Sin duda, el otorgamiento de incentivos como los
referidos supone una discusión compleja y llena de dificultades. La deontología
y la teleología, el ser frente al deber ser, la eficiencia procesal frente a la
ética jurídica, la posibilidad de dar incentivos a quiénes estuvieron
involucrados con la conducta reprochable frente a los que no lo estuvieron, entre
otros campos de debate. Pero debemos reconocer que otras jurisdicciones y en
otros ámbitos del derecho, hay unas reglas de juego que parecen estar
funcionando mejor que aquellas que acá tenemos. Vale la pena dar la discusión,
con todas sus espinas y vericuetos.
Por los días en que se anunció que el Proyecto de Ley de
Protección de Denunciantes preparado por la Secretaría de Transparencia,
incluía incentivos para la denuncia, algunos periodistas le pidieron su opinión
al Procurador Carrillo; funcionario que, entiendo que sin conocer aún el texto
del Proyecto de Ley, se manifestó en contra de la idea de dar los incentivos.
Sin conocer sus reales argumentos y motivaciones, puedo
suponer que las mismas parten del supuesto de que los ciudadanos deben
denunciar por el simple deber que tienen de hacerlo, por pura “virtud
republicana”, al igual que por el temor a que un incentivo de tal naturaleza
termine generando el efecto contrario al deseado: puede ocasionar mayor tolerancia
frente a la corrupción y la sensación de que es posible escapar a la acción de
la justicia fácilmente, denunciando cuando ya se está contra las cuerdas.
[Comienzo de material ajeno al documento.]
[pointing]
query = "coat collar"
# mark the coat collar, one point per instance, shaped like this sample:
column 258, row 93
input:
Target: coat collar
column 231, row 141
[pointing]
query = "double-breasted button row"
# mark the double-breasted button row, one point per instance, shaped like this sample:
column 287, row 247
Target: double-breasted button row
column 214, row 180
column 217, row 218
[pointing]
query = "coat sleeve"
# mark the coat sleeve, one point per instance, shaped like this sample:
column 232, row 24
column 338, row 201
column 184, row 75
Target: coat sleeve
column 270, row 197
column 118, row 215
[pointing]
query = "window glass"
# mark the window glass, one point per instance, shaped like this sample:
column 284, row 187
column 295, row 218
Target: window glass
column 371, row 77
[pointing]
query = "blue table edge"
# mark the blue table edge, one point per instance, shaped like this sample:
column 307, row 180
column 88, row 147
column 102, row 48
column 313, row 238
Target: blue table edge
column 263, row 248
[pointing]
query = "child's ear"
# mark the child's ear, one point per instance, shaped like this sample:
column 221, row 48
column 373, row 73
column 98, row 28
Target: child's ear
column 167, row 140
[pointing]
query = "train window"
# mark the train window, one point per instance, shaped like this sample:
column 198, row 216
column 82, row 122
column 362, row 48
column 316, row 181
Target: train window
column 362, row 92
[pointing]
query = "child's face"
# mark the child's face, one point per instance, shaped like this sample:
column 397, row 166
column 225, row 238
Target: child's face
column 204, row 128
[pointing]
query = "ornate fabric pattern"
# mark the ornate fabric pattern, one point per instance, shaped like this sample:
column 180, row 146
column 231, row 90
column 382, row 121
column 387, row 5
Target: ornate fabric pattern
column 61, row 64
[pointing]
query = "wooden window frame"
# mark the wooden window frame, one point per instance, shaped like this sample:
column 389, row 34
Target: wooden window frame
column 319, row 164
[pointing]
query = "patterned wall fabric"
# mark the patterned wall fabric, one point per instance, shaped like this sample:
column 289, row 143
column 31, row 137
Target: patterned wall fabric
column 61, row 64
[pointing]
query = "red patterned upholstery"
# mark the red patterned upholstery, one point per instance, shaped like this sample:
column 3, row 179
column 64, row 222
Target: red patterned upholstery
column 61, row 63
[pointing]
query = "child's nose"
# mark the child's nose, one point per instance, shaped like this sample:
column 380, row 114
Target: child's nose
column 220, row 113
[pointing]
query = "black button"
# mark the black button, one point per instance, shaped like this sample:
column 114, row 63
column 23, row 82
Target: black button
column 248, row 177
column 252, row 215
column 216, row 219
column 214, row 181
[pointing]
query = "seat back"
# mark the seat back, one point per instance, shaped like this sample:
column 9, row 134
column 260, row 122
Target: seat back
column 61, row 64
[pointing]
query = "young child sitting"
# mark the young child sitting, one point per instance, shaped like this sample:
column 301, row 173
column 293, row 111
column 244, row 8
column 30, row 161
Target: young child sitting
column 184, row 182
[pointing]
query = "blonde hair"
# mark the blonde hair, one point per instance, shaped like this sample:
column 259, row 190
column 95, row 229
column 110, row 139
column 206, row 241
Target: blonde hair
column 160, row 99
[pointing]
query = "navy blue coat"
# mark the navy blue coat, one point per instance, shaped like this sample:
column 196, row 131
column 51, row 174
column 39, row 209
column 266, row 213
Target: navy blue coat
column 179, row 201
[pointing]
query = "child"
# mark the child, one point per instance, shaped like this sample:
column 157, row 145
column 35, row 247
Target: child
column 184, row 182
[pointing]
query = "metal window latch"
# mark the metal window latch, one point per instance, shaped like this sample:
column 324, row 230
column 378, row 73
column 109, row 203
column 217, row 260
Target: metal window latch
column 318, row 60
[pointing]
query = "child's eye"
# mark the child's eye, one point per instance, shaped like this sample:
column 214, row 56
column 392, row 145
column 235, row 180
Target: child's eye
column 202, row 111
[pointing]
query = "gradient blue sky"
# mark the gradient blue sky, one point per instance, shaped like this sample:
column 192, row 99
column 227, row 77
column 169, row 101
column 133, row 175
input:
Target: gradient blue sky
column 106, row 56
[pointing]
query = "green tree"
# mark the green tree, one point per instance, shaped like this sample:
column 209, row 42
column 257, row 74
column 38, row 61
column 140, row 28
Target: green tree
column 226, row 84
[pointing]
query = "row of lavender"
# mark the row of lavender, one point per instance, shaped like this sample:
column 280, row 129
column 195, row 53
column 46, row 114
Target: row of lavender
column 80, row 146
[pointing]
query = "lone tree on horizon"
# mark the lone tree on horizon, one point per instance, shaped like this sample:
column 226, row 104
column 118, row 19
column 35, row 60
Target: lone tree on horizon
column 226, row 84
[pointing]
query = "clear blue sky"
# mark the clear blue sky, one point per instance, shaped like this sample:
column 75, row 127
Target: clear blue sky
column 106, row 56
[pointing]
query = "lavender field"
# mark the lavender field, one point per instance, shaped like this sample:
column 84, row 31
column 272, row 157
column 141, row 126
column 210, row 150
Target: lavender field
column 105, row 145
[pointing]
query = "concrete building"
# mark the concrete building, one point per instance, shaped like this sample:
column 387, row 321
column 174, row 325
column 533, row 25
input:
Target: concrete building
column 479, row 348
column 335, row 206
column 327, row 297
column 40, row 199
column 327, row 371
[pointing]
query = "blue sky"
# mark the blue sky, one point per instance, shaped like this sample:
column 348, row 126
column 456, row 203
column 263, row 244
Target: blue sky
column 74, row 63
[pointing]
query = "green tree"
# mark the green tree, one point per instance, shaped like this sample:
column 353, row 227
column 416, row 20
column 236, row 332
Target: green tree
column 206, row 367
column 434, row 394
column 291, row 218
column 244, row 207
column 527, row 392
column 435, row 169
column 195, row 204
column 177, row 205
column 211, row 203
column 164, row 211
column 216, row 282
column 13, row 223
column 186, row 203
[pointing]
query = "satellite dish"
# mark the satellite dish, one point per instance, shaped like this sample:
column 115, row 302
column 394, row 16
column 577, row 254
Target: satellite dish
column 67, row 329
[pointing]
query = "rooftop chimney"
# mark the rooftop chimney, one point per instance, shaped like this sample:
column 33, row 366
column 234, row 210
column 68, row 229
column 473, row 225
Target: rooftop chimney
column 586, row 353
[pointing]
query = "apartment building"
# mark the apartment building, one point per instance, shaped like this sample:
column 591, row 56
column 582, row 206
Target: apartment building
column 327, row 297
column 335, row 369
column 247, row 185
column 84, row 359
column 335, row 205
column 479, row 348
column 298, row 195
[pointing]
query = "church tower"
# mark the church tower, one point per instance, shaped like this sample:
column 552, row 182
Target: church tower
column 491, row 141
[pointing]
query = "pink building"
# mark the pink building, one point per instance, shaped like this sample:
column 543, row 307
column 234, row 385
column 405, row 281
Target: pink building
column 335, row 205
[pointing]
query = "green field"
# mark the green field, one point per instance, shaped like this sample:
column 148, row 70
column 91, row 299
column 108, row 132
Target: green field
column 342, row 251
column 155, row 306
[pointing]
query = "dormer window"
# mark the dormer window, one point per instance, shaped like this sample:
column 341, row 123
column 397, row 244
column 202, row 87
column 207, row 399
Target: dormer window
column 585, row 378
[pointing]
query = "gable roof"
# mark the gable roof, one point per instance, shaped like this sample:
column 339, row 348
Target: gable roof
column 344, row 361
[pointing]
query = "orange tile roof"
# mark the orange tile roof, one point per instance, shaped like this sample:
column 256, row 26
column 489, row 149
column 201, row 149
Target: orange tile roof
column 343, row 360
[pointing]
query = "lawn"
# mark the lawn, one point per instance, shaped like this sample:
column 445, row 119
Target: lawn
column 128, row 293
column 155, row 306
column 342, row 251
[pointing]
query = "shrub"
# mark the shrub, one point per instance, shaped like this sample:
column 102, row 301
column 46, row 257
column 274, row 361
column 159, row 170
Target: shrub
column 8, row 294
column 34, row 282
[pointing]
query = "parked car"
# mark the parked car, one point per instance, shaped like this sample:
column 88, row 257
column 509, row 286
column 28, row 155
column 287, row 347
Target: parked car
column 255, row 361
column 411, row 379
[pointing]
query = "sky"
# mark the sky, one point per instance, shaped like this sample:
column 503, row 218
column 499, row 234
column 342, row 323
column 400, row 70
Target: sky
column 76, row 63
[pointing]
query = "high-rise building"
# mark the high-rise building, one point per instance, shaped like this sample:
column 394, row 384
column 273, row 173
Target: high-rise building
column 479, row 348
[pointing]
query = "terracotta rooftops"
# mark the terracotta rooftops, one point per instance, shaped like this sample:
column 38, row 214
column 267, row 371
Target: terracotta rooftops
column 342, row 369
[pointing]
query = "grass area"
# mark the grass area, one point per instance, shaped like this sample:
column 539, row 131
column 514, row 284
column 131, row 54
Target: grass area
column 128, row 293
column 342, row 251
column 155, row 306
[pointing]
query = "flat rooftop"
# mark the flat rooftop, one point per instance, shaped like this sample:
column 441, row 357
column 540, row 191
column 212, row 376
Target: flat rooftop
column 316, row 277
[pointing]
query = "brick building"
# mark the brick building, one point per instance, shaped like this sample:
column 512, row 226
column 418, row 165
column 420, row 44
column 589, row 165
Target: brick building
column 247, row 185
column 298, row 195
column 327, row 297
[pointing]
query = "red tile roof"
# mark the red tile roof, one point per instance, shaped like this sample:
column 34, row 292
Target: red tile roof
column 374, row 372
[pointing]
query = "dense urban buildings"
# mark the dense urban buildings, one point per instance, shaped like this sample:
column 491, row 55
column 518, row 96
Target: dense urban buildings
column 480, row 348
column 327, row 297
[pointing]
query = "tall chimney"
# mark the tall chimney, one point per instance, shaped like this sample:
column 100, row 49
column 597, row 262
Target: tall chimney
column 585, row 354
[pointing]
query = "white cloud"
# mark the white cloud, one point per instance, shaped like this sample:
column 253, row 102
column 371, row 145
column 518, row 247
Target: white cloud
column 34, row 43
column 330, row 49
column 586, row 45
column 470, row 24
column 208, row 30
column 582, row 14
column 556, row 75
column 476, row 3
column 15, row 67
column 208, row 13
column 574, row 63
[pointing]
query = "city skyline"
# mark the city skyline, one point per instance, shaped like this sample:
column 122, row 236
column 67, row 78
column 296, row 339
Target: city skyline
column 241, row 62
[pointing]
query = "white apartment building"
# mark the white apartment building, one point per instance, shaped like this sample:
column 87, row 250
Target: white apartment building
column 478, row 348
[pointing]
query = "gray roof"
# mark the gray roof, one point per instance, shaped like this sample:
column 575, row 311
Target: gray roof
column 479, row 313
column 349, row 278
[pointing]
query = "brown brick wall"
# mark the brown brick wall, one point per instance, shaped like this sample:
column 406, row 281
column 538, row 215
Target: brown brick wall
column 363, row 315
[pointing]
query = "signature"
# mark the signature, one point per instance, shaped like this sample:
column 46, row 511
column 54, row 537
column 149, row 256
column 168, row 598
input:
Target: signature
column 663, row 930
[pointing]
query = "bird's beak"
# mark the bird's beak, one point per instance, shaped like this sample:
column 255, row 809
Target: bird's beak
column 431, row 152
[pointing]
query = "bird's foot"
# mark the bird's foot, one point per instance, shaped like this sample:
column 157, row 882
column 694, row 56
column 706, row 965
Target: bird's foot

Estoy de acuerdo con la idea de que la denuncia es un
deber ciudadano, pero también con el hecho irrefutable de que la naturaleza
humana en mucho casos no responde a los incentivos que generan los artículos de
nuestra Constitución, nuestros valores republicanos —ni a las clases de cívica—,
sino a incentivos como los que agudamente ha utilizado la SIC en su esfuerzo
por desmantelar carteles empresariales infames.
En mi opinión, el Gobierno, el Congreso, la Procuraduría,
la Fiscalía, la Contraloría, y todos los interesados en la Ley Ley de
Protección de Denunciantes, deberían revisar una vez más este aspecto, hacer
los ajustes necesarios y darle el impulso correspondiente para que la Ley sea
una realidad.
Si queremos que nuestras autoridades detecten los casos
de corrupción con igual éxito que sus pares de otras jurisdicciones, tenemos
que darles herramientas similares a las que disponen en otros países. Además,
no podemos olvidar que la Ley de Protección de Denunciantes es un compromiso
del país bajo tratados internacionales suscritos y ratificados por Colombia y
es un paso efectivo en lograr que nuestro Estado tenga los instrumentos para investigar
y sancionar actos de corrupción. Seguimos teniendo esa deuda con el país y con
quienes, día tras día, se juegan la vida denunciando la corrupción.